MediaCrawler/media_platform/douyin/help.py

# -*- coding: utf-8 -*-
# Copyright (c) 2025 relakkes@gmail.com
#
# This file is part of MediaCrawler project.
# Repository: https://github.com/NanmiCoder/MediaCrawler/blob/main/media_platform/douyin/help.py
# GitHub: https://github.com/NanmiCoder
# Licensed under NON-COMMERCIAL LEARNING LICENSE 1.1
#

# 声明：本代码仅供学习和研究目的使用。使用者应遵守以下原则：
# 1. 不得用于任何商业用途。
# 2. 使用时应遵守目标平台的使用条款和robots.txt规则。
# 3. 不得进行大规模爬取或对平台造成运营干扰。
# 4. 应合理控制请求频率，避免给目标平台带来不必要的负担。
# 5. 不得用于任何非法或不当的用途。
#
# 详细许可条款请参阅项目根目录下的LICENSE文件。
# 使用本代码即表示您同意遵守上述原则和LICENSE中的所有条款。


# -*- coding: utf-8 -*-
# @Author  : relakkes@gmail.com
# @Name    : 程序员阿江-Relakkes
# @Time    : 2024/6/10 02:24
# @Desc    : 获取 a_bogus 参数, 学习交流使用，请勿用作商业用途，侵权联系作者删除

import random
import re
from typing import Optional

import execjs
from playwright.async_api import Page

from model.m_douyin import VideoUrlInfo, CreatorUrlInfo
from tools.crawler_util import extract_url_params_to_dict

douyin_sign_obj = execjs.compile(open('libs/douyin.js', encoding='utf-8-sig').read())

def get_web_id():
    """
    生成随机的webid
    Returns:

    """

    def e(t):
        if t is not None:
            return str(t ^ (int(16 * random.random()) >> (t // 4)))
        else:
            return ''.join(
                [str(int(1e7)), '-', str(int(1e3)), '-', str(int(4e3)), '-', str(int(8e3)), '-', str(int(1e11))]
            )

    web_id = ''.join(
        e(int(x)) if x in '018' else x for x in e(None)
    )
    return web_id.replace('-', '')[:19]


async def get_a_bogus(url: str, params: str, post_data: dict, user_agent: str, page: Page = None):
    """
    获取 a_bogus 参数, 目前不支持post请求类型的签名
    """
    return get_a_bogus_from_js(url, params, user_agent)

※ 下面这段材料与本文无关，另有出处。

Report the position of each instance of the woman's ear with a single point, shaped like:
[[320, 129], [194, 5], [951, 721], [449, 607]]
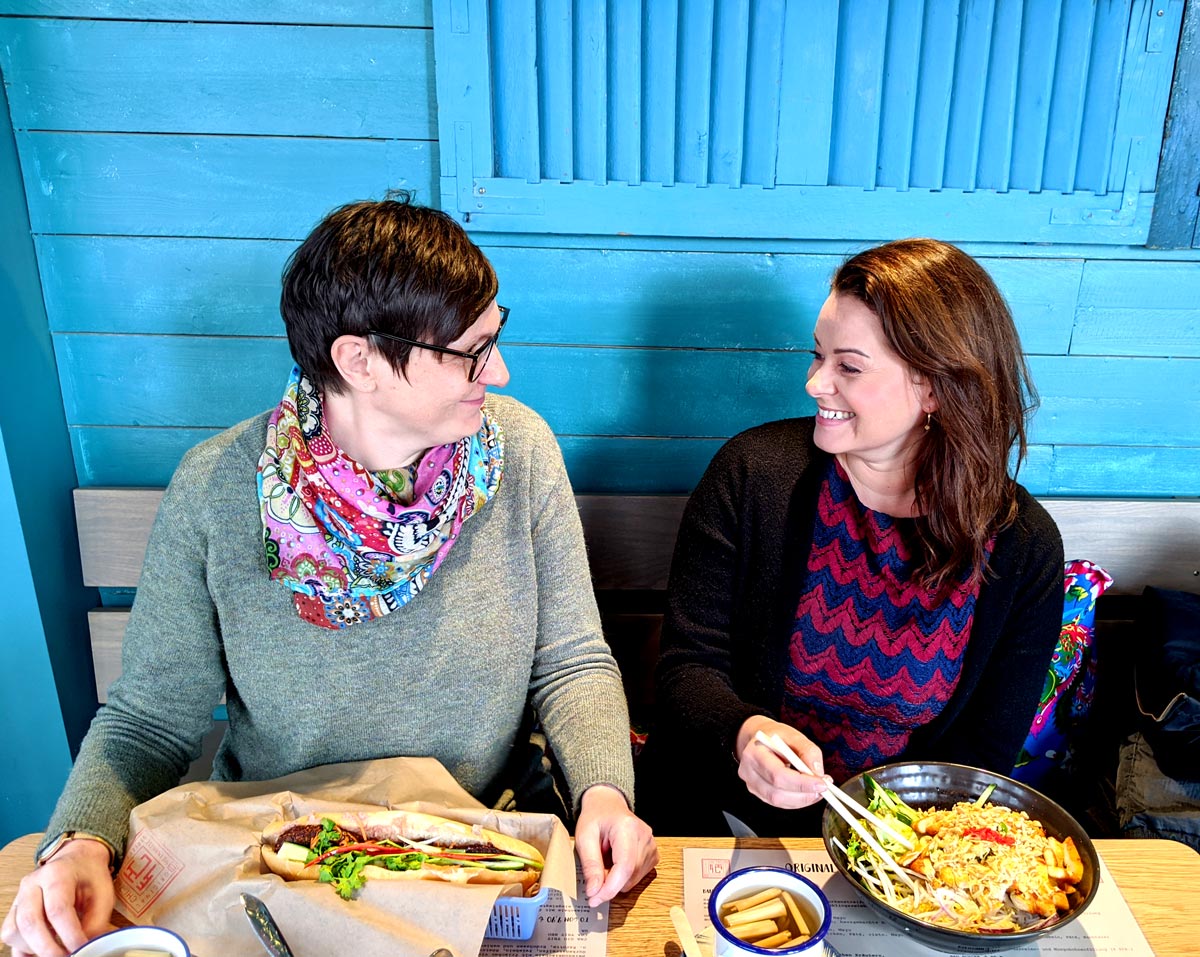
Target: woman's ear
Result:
[[924, 391], [354, 360]]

def get_a_bogus_from_js(url: str, params: str, user_agent: str):
    """
    通过js获取 a_bogus 参数
    Args:
        url:
        params:
        user_agent:

    Returns:

    """
    sign_js_name = "sign_datail"
    if "/reply" in url:
        sign_js_name = "sign_reply"
    return douyin_sign_obj.call(sign_js_name, params, user_agent)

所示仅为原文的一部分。